If interval $$$A,B$$$ are all good and $$$A \cap B \neq \emptyset$$$, then $$$A \union B$$$ is good, too.

Consider enumerating good intervals according to their length.

Let's consider the interval in the order of its length (small to large) and add the edge one by one.

Initially, the graph has no edge. There are $$$n$$$ connected components each consisting of exactly one vertex. Note our algorithm will guarantee that at every moment every connected component's indices compose an interval.
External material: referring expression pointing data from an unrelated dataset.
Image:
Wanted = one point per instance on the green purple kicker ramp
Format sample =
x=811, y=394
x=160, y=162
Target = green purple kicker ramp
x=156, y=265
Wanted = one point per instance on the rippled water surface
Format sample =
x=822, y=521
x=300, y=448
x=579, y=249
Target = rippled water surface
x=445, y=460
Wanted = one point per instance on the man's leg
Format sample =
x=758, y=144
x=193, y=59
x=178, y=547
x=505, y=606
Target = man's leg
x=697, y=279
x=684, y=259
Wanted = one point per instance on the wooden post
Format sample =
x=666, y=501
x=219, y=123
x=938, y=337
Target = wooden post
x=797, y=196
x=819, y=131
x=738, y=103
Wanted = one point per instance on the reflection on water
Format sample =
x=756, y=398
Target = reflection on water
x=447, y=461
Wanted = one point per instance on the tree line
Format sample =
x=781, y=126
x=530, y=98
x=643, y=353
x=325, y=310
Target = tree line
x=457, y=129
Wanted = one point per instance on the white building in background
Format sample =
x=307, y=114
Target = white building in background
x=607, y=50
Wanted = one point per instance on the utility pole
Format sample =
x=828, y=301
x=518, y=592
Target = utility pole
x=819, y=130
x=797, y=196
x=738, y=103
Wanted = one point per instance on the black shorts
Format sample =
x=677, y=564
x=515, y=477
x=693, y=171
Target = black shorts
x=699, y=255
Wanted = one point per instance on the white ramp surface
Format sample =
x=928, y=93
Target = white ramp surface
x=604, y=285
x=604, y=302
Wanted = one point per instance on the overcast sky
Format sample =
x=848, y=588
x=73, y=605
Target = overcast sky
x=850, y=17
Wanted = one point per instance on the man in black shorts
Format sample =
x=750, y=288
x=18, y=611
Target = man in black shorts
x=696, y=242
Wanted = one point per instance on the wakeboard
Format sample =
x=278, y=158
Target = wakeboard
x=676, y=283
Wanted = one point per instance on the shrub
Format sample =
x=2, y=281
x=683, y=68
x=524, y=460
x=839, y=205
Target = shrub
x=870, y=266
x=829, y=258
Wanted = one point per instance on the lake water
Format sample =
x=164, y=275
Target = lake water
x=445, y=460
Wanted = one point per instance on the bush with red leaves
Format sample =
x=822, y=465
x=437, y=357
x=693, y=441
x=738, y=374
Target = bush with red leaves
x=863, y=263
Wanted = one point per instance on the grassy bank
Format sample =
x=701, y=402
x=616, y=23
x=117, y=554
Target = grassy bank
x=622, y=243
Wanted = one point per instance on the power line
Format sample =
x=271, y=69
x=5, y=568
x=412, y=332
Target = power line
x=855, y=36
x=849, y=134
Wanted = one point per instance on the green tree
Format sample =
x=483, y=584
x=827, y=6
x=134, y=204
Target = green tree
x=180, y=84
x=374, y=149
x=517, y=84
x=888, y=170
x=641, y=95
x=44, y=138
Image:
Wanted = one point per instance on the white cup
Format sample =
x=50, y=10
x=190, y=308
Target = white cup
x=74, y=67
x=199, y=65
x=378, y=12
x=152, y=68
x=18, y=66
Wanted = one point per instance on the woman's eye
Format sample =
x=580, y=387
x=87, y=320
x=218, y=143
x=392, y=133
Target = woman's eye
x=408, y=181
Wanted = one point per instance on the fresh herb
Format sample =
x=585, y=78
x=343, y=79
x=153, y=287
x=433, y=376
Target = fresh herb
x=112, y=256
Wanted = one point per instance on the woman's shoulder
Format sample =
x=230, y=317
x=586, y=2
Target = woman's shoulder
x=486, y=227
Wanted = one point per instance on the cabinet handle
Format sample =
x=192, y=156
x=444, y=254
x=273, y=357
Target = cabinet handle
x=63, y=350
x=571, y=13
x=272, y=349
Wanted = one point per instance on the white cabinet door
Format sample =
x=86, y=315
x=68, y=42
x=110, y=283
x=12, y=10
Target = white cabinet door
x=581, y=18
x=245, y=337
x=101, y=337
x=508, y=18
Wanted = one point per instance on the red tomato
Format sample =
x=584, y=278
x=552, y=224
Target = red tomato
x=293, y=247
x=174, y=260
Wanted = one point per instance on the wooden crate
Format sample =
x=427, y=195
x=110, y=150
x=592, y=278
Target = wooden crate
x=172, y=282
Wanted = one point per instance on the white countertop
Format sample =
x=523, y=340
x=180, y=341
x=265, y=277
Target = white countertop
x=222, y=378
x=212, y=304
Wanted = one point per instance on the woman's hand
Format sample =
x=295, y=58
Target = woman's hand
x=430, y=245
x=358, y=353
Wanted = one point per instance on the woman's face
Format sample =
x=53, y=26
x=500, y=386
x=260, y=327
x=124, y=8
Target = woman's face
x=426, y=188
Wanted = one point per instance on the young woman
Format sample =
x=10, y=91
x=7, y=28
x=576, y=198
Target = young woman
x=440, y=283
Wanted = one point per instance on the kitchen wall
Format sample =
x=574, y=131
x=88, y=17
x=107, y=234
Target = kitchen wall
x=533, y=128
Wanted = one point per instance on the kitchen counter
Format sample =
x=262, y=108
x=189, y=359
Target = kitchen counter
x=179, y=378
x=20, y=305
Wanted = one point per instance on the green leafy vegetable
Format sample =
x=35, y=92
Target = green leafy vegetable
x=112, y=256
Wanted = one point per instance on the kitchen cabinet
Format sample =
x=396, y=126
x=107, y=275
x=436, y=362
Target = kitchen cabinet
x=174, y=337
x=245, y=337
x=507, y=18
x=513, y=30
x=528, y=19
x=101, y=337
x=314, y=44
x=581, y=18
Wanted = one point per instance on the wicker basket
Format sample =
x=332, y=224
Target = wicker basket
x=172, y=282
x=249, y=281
Let $$$[L_i,R_i]$$$ be the connected component vertex $$$i$$$ in.

If $$$[x,y]$$$ is good and $$$x$$$ and $$$y$$$ are not in the same connected component, we can merge $$$[L_x,R_y]$$$ into a larger connected component.

Supposing $$$[L_x,R_y]$$$ consist of $$$k+2$$$ connected components now, let's call them $$$[l_0,r_0],[l_1,r_1],\cdots,[l_{k+1},r_{k+1}](x\in [l_0,r_0],y\in [l_{k+1},r_{k+1}])$$$, you can link edges like:

$$$ \cdots-l_4-l_2-x-y-l_1-l_3-\cdots$$$

If $$$[x,y]$$$ is good and $$$x$$$ and $$$y$$$ are in the same connected component, then we do nothing.

Finally, you will get a valid tree.